After studying in Armenia, Alexander Chaushian continued his studies in the UK at the Menuhin School and the Guildhall School, London. He then pursued advanced studies at the Hochschule Berlin, graduating with distinction in 2005. He is a laureate prize winner of many international competitions, including the 12th International Tchaikovsky Competition in Moscow and the ARD Competition in Germany. As an alumnus of Young Concert Artists, New York, he toured extensively in the USA.

Among the many distinguished musicians whom he has collaborated with are Yehudi Menuhin, Julia Fischer, Levon Chilingirian, Yuri Bashmet, Diemut Poppen, François-Frédéric Guy, Emmanuel Pahud. His regular chamber music partner is Yevgeny Sudbin. 



Richard  Strauss

Richard Strauss was a German pianist, composer, and conductor born in Germany in 1864. His father was a professional musician, and Richard himself started taking piano lessons at the age of four. This was followed by composition and the violin classes starting from the age of eleven. While studying, he saw two productions of Wagner’s operas that made a significant impression on him. After graduating from the Ludwigsgymnasium in 1882, Strauss briefly studied art history and philosophy. Vocationally, however, he would continue to work in the musical milieu. Firstly, by becoming the assistant conductor at the Meiningen Court Orchestra. Later, he was appointed as the interim-leader of the orchestra when his boss and mentor Hans von Bülow suddenly quit his position. This brief period of Strauss’s musical life was marked by a true fascination with composer Johannes Brahms. A few years after meeting and marrying the love of his life, soprano Pauline de Ahna, he composed his first opera, Guntram, in 1894. It was not well received, but pushed him towards the forefront of the musical scene. When his first symphonic poem Don Juan premiered, it received great acclaim.  
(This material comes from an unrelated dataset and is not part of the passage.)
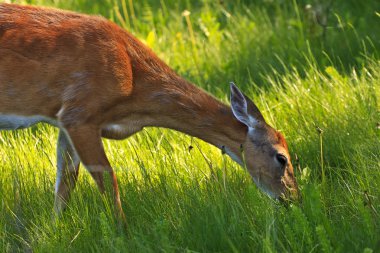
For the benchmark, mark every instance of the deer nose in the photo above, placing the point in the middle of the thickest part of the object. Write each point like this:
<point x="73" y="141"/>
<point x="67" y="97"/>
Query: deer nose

In 1894, after the Guntram debacle, he conducted Wagner’s Tannhäuser with Pauline singing the lead role of Elizabeth. He then assumed the role of lead conductor at the Berlin State Opera and stayed there for 15 years. WWII proved to be exceedingly difficult for Strauss and his family, especially when part of his daughter-in-law's family was deported and murdered, even though he had tried to intervene to prevent the tragedy. He was not popular with Nazi officials, but was left alone because of Nazi Germany’s interest in supporting German composers and musicians. The aftermath of the war was not a prosperous one: like most Germans, Strauss’s assets and money were seized, and he left the country to settle in Switzerland with Pauline. Even though he was over 80, he had to continue working as he needed income to live. In 1948, he was hospitalized due to a bladder infection, and he never fully recovered. Soon after, he died from a heart attack and kidney failure.  

Despite Richard Strauss’ difficult final years marked by distress and financial instability, he managed to leave a great legacy behind. He has undeniably influenced many 20th musicians and composers. His most celebrated works include his operas Salome, Elektra, Der Rosenkavalier, his Lieder, especially his Last Four Songs, his symphonic poems including Sprach Zarathustra, Don Juan, Death and Transfiguration, Till Eulenspiegel's Merry Pranks, An Alpine Symphony, and many other instrumental works.